As for diagnose issues, you would have to look into Apache and FPM (if you are running it) logs which you might find in /var/log
, but can vary depending of your distribution and how you installed those services.
I read an article and rewrote web/config/config.php as
<?php
$myEnvDir=__DIR__ . "/";
//echo "\$myEnvDir='" . $myEnvDir . "' ";
$dotenv = Dotenv\Dotenv::createImmutable($myEnvDir, '.env');
$dotenv->load();
$myHost=$_ENV['MYSQL_HOST'];
$myBase=$_ENV['MYSQL_DATABASE'];
$myUser=$_ENV['MYSQL_USER'];
$myPass=$_ENV['MYSQL_PASSWORD'];
// echo "\$myHost='" . $myHost . "' ";
// echo "\$myBase='" . $myBase . "' ";
// echo "\$myUser='" . $myUser . "' ";
// echo "\$myPass='" . $myPass . "' ";
require_once "internal_config.php";
/* Name of the website */
$config['website'] = "BeyondPaste";
/* MySQL DB Credentials */
$config['db']['host'] = $myHost;
$config['db']['name'] = $myBase;
$config['db']['username'] = $myUser;
$config['db']['password'] = $myPass;
also I added line
require __DIR__ . '/vendor/autoload.php';
into /index.php
and I executed
# composer require vlucas/phpdotenv
Do not run Composer as root/super user! See https://getcomposer.org/root for details
Continue as root/super user [yes]? yes
./composer.json has been created
Running composer update vlucas/phpdotenv
Loading composer repositories with package information
Updating dependencies
Lock file operations: 6 installs, 0 updates, 0 removals
- Locking graham-campbell/result-type (v1.1.1)
- Locking phpoption/phpoption (1.9.1)
- Locking symfony/polyfill-ctype (v1.28.0)
- Locking symfony/polyfill-mbstring (v1.28.0)
- Locking symfony/polyfill-php80 (v1.28.0)
- Locking vlucas/phpdotenv (v5.5.0)
Writing lock file
Installing dependencies from lock file (including require-dev)
Package operations: 6 installs, 0 updates, 0 removals
- Installing symfony/polyfill-php80 (v1.28.0): Extracting archive
- Installing symfony/polyfill-mbstring (v1.28.0): Extracting archive
- Installing symfony/polyfill-ctype (v1.28.0): Extracting archive
- Installing phpoption/phpoption (1.9.1): Extracting archive
- Installing graham-campbell/result-type (v1.1.1): Extracting archive
- Installing vlucas/phpdotenv (v5.5.0): Extracting archive
Generating autoload files
6 packages you are using are looking for funding.
Use the `composer fund` command to find out more!
No security vulnerability advisories found.
Using version ^5.5 for vlucas/phpdotenv
sample config doesn't contain variable "MYSQL_HOST", but php file tries to read it.
After replacing that line connection was successfull, but I didn't understood why getenv()

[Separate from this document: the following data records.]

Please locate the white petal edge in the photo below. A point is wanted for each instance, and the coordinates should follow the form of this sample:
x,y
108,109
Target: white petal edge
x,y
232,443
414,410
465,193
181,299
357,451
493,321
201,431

didn't worked (I replaced it to $_ENV[...]
as you can see).
UPD: getenv doesn't work by design - https://github.com/vlucas/phpdotenv/issues/349
getenv doesn't work by design - https://github.com/vlucas/phpdotenv/issues/349
To note the .env
file was never intended to be anywhere near the document root of your application as this might become a security risk. In the current implementation it is only used by docker compose
to be used as environment variable, which $_ENV
or getenv()
should pick up.
sample config doesn't contain variable "MYSQL_HOST", but php file tries to read it.
It is supplied through docker-compose.yml.

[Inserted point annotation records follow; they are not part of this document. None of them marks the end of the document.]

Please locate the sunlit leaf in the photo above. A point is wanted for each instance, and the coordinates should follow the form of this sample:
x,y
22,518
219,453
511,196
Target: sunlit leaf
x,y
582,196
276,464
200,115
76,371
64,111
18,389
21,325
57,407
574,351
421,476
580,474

I removed everything and redeployed from scratch with the following config fragment:
<Directory "/var/www/localhost/htdocs">
Options Indexes FollowSymLinks
DirectoryIndex index.php
AddType application/x-httpd-php .php
AddType application/x-httpd-php-source .phps
AddHandler php5-script .php
AllowOverride All
RewriteEngine On
RewriteRule ^(\w+)/raw$ /index.php?page=raw&pid=$1 [L]
RewriteRule ^(\w+)$ /index.php?page=view&pid=$1 [L]
SetEnv MYSQL_HOST "localhost"
SetEnv MYSQL_DATABASE "beyondpaste"
SetEnv MYSQL_USER "user"
SetEnv MYSQL_PASSWORD "password"
Require all granted
</Directory>
Looks working from the first sight.
Yes, Apache is old, but php is not a java-level backend technology too.